Samuel Edgar Greer was born to James and Margaret (McNeill) Greer on January 7th, 1875. His parents had come to America from Ireland, possibly around the time after the Great Potato Famine. They settled in Hopkinton, Iowa and became long and faithful members of the Reformed Presbyterian Church there. Samuel made his profession of faith at twelve years of age and went on to study at Lenox College, graduating in June of 1899. He then did graduate work at the University of Michigan before entering seminary. In 1900 he entered Allegheny Seminary and graduated in 1903. While at the seminary, Greer was licensed by the Iowa Presbytery on May 4th, 1902. Mr. Greer was ordained by the Kansas Presbytery and installed as the pastor of the Tabor Reformed Presbyterian Church (Idana, Kansas) on September 11th, 1903. Lela Lois McElhinney of Morning Sun, Iowa and Rev. Greer were married on May 6th, 1908. There then followed pastorates at Washington, Iowa and Denver, Colorado before coming to fill the pulpit at First Church, Philadelphia. Prior to coming to First Church, Rev. Greer received the Doctor of Divinity (Honorary) from Lenox College, Iowa on June 2nd, 1921.

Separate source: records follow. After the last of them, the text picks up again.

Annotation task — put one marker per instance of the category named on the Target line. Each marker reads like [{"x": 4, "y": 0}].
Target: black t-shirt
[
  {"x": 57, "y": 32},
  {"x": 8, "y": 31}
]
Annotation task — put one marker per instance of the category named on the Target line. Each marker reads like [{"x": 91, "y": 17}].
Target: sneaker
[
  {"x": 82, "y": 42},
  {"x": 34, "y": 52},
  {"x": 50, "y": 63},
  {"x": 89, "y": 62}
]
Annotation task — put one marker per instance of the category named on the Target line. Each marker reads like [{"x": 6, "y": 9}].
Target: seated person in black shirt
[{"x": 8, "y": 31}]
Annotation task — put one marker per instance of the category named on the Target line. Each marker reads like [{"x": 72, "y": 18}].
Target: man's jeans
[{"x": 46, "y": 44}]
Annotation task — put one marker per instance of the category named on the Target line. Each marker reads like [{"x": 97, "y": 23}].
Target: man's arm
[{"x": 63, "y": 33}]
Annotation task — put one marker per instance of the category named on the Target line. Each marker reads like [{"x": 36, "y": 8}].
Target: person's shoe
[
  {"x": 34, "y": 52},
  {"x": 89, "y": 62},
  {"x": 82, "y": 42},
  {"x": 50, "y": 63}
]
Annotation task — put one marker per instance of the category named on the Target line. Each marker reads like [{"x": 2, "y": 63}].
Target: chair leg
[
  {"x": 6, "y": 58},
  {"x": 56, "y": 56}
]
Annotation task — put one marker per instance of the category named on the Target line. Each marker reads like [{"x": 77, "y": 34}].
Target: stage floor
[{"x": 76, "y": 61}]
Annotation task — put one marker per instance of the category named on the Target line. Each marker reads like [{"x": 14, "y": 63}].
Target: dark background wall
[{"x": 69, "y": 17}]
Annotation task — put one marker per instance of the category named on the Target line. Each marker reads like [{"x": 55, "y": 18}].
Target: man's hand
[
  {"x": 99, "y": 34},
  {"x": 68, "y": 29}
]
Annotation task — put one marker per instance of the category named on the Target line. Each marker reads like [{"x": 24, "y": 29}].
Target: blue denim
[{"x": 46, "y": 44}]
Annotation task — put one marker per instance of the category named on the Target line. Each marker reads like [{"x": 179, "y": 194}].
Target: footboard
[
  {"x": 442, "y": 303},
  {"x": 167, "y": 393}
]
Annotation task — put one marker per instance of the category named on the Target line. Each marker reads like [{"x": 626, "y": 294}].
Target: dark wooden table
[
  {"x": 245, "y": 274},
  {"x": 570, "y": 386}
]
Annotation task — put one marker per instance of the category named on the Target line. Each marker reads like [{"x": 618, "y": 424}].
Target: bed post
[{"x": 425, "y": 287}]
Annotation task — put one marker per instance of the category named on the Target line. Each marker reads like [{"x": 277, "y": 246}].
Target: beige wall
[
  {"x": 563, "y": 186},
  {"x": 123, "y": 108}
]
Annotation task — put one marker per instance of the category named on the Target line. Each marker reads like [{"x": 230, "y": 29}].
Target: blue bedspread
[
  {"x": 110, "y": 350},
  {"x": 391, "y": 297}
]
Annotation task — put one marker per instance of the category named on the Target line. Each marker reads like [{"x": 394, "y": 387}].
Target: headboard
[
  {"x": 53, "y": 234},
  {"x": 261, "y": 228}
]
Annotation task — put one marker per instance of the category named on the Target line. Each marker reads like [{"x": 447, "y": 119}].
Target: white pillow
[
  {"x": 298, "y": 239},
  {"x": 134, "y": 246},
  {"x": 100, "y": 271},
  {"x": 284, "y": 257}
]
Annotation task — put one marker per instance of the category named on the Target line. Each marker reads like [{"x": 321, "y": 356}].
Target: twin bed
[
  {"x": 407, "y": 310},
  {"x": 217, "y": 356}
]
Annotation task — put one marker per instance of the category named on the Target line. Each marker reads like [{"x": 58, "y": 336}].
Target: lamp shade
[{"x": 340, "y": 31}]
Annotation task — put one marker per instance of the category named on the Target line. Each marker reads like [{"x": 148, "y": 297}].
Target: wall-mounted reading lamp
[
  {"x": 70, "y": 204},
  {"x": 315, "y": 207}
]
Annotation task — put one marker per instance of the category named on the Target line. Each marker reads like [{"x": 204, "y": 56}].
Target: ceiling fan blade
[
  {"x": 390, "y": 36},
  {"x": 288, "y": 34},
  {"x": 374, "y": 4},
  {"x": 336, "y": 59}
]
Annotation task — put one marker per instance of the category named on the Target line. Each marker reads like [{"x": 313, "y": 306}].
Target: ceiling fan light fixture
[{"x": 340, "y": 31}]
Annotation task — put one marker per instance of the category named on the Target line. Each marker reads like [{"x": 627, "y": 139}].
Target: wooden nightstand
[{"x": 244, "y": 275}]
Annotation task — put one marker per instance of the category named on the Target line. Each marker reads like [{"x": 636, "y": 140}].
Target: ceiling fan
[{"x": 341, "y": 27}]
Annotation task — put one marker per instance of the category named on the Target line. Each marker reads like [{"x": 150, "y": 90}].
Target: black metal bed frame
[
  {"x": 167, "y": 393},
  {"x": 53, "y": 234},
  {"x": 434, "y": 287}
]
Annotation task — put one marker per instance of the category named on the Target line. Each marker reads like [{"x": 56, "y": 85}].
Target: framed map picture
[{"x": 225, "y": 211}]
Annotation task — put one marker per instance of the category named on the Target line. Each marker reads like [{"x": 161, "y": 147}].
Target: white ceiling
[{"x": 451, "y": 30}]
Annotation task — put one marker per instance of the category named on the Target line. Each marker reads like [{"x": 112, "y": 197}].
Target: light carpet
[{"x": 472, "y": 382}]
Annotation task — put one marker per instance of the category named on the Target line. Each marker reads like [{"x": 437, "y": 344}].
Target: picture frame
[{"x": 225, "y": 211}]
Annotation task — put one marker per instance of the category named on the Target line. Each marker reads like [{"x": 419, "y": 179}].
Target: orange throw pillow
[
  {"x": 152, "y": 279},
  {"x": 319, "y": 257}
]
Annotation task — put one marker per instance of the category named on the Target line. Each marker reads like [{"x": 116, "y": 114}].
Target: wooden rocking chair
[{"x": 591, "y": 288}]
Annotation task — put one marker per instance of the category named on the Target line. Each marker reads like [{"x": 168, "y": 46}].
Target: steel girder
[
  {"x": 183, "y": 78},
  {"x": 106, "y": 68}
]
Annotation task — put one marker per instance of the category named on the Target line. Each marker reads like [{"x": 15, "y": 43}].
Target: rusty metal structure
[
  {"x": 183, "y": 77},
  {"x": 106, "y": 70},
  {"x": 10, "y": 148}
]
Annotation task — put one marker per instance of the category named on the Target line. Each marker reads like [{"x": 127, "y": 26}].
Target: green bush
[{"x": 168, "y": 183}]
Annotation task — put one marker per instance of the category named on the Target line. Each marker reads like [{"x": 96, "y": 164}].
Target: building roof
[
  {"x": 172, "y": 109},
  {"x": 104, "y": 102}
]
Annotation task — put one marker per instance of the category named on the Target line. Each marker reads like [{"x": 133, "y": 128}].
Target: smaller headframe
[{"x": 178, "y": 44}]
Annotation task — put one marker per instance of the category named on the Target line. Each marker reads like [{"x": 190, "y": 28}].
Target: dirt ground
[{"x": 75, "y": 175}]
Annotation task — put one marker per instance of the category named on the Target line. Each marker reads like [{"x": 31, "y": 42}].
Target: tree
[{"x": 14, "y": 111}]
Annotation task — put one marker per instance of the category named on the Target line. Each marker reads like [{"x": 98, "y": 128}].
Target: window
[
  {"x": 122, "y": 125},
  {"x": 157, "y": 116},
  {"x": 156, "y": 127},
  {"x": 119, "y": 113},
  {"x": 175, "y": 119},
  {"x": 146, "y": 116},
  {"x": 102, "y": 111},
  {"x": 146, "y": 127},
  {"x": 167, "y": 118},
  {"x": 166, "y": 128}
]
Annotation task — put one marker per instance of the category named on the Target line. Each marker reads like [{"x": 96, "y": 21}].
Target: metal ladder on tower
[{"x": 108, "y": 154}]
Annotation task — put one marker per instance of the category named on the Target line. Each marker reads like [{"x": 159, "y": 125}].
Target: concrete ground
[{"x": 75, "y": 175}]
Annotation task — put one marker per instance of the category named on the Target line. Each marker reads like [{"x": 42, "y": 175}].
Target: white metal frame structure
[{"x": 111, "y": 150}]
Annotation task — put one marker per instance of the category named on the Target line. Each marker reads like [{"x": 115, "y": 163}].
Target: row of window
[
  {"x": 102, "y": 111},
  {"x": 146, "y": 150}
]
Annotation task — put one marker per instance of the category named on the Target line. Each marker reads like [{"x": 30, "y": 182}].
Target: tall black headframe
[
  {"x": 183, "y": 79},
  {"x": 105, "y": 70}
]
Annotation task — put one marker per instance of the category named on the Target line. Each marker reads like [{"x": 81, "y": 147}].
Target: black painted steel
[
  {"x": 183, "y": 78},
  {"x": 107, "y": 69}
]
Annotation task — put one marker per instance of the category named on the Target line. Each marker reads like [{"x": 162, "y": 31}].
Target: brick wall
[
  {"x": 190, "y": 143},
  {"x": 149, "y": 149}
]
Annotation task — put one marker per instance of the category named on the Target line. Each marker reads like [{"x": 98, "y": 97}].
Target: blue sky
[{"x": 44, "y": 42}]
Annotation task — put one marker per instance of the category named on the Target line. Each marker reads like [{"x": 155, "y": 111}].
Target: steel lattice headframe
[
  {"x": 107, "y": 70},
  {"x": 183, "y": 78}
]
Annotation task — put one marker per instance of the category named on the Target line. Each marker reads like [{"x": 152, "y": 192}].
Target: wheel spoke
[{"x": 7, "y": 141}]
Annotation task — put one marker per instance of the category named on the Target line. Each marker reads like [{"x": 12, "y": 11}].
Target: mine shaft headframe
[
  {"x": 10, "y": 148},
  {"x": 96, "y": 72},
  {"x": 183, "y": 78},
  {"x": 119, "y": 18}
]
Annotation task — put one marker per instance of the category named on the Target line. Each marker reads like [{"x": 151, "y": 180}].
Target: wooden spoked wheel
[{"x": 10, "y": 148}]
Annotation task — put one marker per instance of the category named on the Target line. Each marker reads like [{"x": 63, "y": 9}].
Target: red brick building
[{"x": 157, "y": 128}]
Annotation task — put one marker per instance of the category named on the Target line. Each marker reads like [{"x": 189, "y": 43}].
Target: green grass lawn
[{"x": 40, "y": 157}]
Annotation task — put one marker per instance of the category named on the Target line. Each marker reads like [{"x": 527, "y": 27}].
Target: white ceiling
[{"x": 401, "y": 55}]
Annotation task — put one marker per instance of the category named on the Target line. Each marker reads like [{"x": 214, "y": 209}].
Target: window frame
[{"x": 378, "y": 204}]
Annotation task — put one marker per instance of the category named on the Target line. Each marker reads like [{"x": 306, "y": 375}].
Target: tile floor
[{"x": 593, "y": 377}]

Dr. Greer faithfully led his flock through the trials and temptations of the “Roaring Twenties”. These were years when the Temperance movement had gained the passage of the Eighteenth amendment which banned alcohol. But this ban was flaunted and eventually repealed by the ungodly throughout the nation and it was doubtless a difficult time to shepherd the flock. This difficulty was magnified by the crash of the stock market in the fall of 1929 and the ensuing depression. These events no doubt had an impact on First Church. People were relocating throughout the nation in order to find some means of earning a living. In the years following “Black Thursday” (October 24th, 1929), First Church’s communicant roll was greatly reduced. By 1936, First had a communicant roll of ninety-eight – a roll which many Reformed Presbyterian congregations of today strive toward. Dr. Greer served on many committees of Synod. One such committee served by Dr. Greer , The Signs of the Times, submitted a lengthy report to the Synod of 1930. Two things were noted as enemies to the gospel: superstitious traditionalism (directed mainly against Roman Catholicism) and humanism (that man has no need of God – in fact God does not exist). He also served faithfully with the ongoing work of the Jewish Mission. The Synod of 1939 was moderated by Dr. Greer. For twenty-eight years, Dr. Greer also served on the Board of Foreign Missions.

Retirement and death of Dr. S. E. Greer

Dr. Greer labored to lead the flock under his care until his retirement in 1950. Afterward, he remained as Pastor Emeritus among the congregation of First. On April 23rd, 1952 Dr. Greer died after a lingering illness. His retirement left the flock without a pastor; his death, doubtless only made his absence from the pulpit that much more sorely felt. In a memoriam in the 1952 Minutes of Synod we find:

[Dr. Greer’s passing] touched many hearts and this not only amongst the congregation he served, but the friends in the other fields of the church where he labored with such deep spiritual devotion and a warmth of pastoral care that endeared him to the people in both congregation and community wherever he served.

When Dr. Greer entered his rest, First Church had forty-five communicant members, Second had forty-nine. One of the ruling elders of Second Church, James Renwick Bell, died a short time after Dr. Greer – May 24th, 1952. There were four congregations in the Philadelphia Presbytery: First, Second, Third and Orlando. The work in Orlando, begun by First many years prior was a steadily growing work, under the leadership of Alvin W. Smith and was still officially part of the Philadelphia Presbytery. Now the First and Second congregations were both without pastors (as was Third also) for only the second time. During this time, the congregations were wisely guided by their respective sessions – another of God’s provisions throughout their histories. With the reduced size of their congregations and the changing neighborhoods where they were located (prompting many members to move out of the city), the sessions of First and Second petitioned Presbytery to allow them to unite. Their unsuccessful efforts to gain pastoral leadership also convinced them of the need to unite.